Varsa çok şanslısınız. Yaşamaya değer bir hayat sürüyorsunuz.
Oysa gençlerimizin çoğunun ne hayali ne de hayal kuracak enerjisi var. Buradan geleceğe baktıklarında belki de tek hedefleri okullarını bitirmek. Sonra da bir işe girip çalışabilmek.
Bir iş derken, o işin ne olduğu çoğu gencimizin kafasında belli değil. Allah ne kısmet ederse arık!
Lise son sınıfa gelmiş çoğu gencimiz ilerine hangi meslek grubunda çalışmak istediğini bilmiyor. Üniversite sınavında hangi bölüme puanı tutarsa onu okuyor.
İlle doktor olacağım, avukat olacağım gibi hedefleri olan gençlerin sayısı çok az. Çoğu ‘‘Sınava bir gireyim de artık ne kazanırsak…’’ diye düşünüyor.
Böyle bir gelecek planlaması olabilir mi?
Suç gençlerimizde değil tabii ki!
Onlara düşünmemeyi, hakkını aramamayı öğreten bir sistemde biz eğitiyoruz. Hayal kurmamayı, aslında hayatın sıkı bir şey olduğunu, olanla yetinmek gerektiğini, sorgulamamayı, araştırmamayı biz aşılıyoruz.
Verileni ezberleyerek şıklar arasında doğruyu bulup işaretlemeyi başarı sayan bir sistemin içerisinde hayal güçlerinin ve hayatlarının en verimli, en güzel yıllarını çalıyoruz.
Tek konusu kadın erkek ilişkisi, tek amacı da istedi kişiyi elde etmek olan dizilerle beyinlerini dolduruyoruz.
Hayattan beklentisi düşük, kendi değerini bilmeyen ve kendini bile tam anlamıyla tanımayan bir insan topluluğu ancak olanla yetiniyor ve gerisine karışmıyor.
Bunun adına da kader diyor.
İşte bu kader yüzünden biz toplum olarak gelişemiyoruz.
İşte o kader yüzünden gençlerimiz yenilikler üretemiyor, yeni bir şey icat edemiyor ve bunu da sorgulamıyor.

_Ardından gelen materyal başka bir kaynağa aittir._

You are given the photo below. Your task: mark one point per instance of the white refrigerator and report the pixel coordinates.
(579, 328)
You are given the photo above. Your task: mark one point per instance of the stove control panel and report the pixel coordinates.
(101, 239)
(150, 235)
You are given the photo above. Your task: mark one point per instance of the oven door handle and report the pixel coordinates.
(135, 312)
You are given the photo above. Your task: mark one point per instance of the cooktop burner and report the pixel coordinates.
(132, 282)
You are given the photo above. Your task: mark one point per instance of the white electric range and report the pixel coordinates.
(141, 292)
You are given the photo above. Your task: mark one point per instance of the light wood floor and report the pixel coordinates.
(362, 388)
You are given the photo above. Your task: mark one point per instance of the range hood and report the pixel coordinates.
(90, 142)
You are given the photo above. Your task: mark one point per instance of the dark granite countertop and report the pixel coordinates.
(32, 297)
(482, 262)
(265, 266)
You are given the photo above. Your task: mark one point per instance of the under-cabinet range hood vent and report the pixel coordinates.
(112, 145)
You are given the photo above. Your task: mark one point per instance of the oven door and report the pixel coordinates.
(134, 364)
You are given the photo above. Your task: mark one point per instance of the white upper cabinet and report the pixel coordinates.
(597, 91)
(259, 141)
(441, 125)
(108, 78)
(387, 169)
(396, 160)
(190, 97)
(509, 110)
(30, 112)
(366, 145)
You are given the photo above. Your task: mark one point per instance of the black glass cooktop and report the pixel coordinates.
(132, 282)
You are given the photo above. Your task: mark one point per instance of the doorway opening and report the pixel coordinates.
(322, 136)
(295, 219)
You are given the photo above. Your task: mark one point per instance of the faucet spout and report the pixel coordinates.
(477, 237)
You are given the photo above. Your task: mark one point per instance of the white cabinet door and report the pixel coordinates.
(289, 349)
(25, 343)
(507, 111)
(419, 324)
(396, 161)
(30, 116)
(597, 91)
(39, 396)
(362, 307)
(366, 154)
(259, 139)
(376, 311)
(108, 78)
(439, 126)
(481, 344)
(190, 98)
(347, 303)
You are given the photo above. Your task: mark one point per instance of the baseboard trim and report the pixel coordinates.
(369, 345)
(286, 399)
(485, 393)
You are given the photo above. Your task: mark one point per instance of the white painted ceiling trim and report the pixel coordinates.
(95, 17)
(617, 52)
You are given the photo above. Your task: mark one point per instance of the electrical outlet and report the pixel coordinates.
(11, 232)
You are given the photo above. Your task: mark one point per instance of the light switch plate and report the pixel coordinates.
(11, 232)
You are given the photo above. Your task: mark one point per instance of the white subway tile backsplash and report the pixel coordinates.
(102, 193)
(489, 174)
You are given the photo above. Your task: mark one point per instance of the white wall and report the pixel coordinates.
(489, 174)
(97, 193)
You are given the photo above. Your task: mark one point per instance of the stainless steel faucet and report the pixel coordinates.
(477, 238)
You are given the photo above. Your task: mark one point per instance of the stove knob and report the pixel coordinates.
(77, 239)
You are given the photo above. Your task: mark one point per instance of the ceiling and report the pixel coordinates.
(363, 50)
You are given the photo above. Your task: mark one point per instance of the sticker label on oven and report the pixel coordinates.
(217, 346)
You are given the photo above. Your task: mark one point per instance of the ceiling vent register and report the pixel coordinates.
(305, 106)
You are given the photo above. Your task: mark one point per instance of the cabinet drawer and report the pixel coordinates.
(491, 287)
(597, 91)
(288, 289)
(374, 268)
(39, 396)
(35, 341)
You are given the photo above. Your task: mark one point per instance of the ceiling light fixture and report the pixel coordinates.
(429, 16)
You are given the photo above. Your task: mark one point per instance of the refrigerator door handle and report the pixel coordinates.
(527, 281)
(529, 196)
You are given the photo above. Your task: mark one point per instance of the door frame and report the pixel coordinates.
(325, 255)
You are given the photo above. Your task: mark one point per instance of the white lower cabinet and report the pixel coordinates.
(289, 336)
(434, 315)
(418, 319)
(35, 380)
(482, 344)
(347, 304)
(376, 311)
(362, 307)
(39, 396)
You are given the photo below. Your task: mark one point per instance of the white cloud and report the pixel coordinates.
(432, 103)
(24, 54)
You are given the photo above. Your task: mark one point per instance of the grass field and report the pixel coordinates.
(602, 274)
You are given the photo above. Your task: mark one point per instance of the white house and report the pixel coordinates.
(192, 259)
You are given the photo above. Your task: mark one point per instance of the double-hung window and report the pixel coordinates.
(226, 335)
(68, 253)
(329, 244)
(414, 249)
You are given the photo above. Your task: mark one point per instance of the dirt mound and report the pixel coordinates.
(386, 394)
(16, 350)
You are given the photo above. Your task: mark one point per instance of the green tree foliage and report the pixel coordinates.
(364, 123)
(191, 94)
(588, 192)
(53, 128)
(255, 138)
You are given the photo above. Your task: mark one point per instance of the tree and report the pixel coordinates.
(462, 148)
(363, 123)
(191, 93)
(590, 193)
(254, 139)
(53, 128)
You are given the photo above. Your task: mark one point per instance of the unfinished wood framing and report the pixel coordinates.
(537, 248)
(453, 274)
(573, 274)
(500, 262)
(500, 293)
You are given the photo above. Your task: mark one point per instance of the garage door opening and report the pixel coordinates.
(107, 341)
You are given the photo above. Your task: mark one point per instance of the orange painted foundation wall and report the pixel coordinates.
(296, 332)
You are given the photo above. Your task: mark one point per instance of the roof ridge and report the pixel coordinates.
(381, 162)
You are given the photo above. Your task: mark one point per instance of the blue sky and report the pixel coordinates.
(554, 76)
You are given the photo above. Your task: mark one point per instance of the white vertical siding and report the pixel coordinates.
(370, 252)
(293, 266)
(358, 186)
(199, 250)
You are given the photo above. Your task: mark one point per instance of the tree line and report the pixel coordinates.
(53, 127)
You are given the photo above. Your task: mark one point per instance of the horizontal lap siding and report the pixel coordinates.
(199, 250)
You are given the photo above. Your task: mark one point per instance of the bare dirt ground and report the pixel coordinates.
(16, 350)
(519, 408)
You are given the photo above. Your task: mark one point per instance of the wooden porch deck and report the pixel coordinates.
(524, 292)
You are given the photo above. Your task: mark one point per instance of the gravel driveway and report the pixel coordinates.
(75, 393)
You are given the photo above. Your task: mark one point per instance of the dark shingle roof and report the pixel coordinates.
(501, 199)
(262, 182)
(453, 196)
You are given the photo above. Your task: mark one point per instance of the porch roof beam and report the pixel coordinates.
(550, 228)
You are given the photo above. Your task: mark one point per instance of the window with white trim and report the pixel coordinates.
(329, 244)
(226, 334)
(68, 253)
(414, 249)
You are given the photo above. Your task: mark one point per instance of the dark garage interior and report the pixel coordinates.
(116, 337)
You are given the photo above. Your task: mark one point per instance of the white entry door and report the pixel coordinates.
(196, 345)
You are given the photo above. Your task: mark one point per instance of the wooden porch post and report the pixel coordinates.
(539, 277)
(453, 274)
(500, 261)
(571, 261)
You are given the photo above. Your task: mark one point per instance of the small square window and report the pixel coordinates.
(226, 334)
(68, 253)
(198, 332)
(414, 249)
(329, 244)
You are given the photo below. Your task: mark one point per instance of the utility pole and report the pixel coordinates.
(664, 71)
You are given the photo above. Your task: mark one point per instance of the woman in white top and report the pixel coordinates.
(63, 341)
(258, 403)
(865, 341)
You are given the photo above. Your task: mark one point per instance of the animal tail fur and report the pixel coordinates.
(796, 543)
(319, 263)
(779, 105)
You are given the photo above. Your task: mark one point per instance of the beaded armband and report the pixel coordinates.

Daha iyisine layık olduğunu düşünmüyor ve olana razı oluyor.
Oysa her şey gelecekle ilgili bir yol haritasına sahip olmakla başlar. Ne istediğini bilen insanlar başarılı olurlar.
Hayal gücü olanlar daha yaratıcı olur.
Yeniliklere açık olanlar ileriye giderler.
Eğer Atatürk özgür ve medeni bir ülke hayal etmeseydi, bunun imkânsız olduğunu düşünseydi ve istediğini elde etmek için sebat etmeseydi bugün Türkiye Cumhuriyeti olmayacaktı.